What that means, with the tourists gone, is you don’t have absurd deals going on at crazy valuations. A lot of startups think those crazy valuations were a good thing. They weren’t. The protections, the downside protections built into those mean that you get washed out on the next round when you can’t support the valuation that your Series A came in at. It’s much healthier for the entrepreneurs as well, when you’re in this kind of environment where people can pay a fair valuation and then grow organically and add value more naturally.
Komori: As we all know, the market growth has been smaller than expected, but we’ve seen some companies that have still been very successful. They tend to be the ones that have focused on building virtual worlds for entertainment, platforms that can bridge both PC and virtual reality. That kind of cross-platform entertainment seems to be where the market is going.
LaMeyer: The other thing that’s pretty obvious is that we’re coming into the second generation of hardware. We’re getting closer to a cost and a comfort level that can reach more of a mass market.

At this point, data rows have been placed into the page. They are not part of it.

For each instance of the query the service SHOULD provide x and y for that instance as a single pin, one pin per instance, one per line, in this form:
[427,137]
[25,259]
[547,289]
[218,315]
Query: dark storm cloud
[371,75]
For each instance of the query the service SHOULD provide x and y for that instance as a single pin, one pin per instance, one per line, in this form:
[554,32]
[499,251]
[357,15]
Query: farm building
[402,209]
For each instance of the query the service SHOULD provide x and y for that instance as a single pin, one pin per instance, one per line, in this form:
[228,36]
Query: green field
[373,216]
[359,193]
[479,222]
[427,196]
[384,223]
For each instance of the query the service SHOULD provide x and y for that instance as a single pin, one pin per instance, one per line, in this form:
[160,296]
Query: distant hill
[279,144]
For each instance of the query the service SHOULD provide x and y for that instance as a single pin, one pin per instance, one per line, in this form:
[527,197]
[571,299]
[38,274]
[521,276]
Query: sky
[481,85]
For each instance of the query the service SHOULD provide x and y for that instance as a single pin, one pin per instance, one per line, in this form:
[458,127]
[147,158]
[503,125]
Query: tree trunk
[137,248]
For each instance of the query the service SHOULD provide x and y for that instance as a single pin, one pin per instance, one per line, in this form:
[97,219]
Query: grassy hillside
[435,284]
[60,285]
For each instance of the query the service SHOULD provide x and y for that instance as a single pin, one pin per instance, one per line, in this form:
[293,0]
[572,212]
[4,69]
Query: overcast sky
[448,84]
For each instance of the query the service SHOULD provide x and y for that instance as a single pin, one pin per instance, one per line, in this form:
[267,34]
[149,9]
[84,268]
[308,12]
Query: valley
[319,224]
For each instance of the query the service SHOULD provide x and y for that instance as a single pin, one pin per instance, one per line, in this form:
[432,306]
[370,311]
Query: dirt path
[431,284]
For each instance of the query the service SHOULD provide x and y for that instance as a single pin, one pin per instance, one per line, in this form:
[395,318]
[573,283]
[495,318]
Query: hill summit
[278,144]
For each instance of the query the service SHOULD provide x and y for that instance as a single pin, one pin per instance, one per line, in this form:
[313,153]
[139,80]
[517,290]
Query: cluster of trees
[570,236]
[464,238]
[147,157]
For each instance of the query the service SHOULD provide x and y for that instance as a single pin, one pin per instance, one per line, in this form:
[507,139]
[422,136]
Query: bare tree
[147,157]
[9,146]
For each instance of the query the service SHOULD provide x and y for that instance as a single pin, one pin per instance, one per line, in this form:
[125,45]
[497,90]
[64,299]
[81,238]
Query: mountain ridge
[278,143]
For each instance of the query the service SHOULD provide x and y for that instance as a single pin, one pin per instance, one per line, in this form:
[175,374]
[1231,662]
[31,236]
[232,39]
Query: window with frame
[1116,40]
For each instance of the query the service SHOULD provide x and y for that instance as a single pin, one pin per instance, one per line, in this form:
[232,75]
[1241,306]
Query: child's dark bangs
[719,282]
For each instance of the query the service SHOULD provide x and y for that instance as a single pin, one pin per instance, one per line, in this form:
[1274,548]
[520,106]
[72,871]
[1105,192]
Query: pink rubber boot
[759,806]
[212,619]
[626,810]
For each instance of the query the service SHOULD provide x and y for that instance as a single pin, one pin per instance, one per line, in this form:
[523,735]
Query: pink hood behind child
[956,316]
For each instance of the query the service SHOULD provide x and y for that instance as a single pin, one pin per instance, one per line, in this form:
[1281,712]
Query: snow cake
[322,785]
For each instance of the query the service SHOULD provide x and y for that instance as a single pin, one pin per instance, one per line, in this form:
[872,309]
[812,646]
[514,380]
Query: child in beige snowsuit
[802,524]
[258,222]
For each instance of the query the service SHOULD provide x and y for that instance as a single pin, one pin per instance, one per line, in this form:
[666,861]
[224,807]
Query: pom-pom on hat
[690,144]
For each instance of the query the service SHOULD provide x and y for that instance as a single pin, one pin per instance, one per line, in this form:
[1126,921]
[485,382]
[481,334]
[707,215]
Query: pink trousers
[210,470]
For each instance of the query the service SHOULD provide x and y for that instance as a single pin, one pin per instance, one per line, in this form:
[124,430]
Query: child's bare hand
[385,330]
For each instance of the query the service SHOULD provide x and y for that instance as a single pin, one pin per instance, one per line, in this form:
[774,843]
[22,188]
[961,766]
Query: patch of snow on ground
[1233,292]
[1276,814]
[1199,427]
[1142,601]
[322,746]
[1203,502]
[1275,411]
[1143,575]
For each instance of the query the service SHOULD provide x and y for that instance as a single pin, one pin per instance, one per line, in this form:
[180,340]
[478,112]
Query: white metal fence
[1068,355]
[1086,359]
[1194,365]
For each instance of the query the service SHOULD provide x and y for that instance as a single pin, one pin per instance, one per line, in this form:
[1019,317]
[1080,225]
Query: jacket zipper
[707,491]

Above: Concrete Genie is coming for the PSVR in the fall of 2019.
GamesBeat: How do you look at location-based entertainment and VR arcades as investment within this larger VR and AR space? It almost seemed like a lot of these sprung up as the pivot for the original VR companies. When consumer VR didn’t take off as well as expected, people figured that the arcades would take off. What do you think about this space and that pivot strategy?
LaMeyer: It’s been a way to get more people to try virtual reality who hadn’t before. Yesterday we were talking a bit more about different generations trying VR and having more fun with that. I’d expect it to work in that way as well.
Saltzman: One of the biggest aspects is, people who actually think they’re in a VR business are going to fail. VR is a technology. Nobody successful was in the dot-com business. They were in the bookselling business or the travel business. If you understand the customer and what you can do for them and how that’s genuinely helpful, that’s great. VR becomes a tool toward doing that.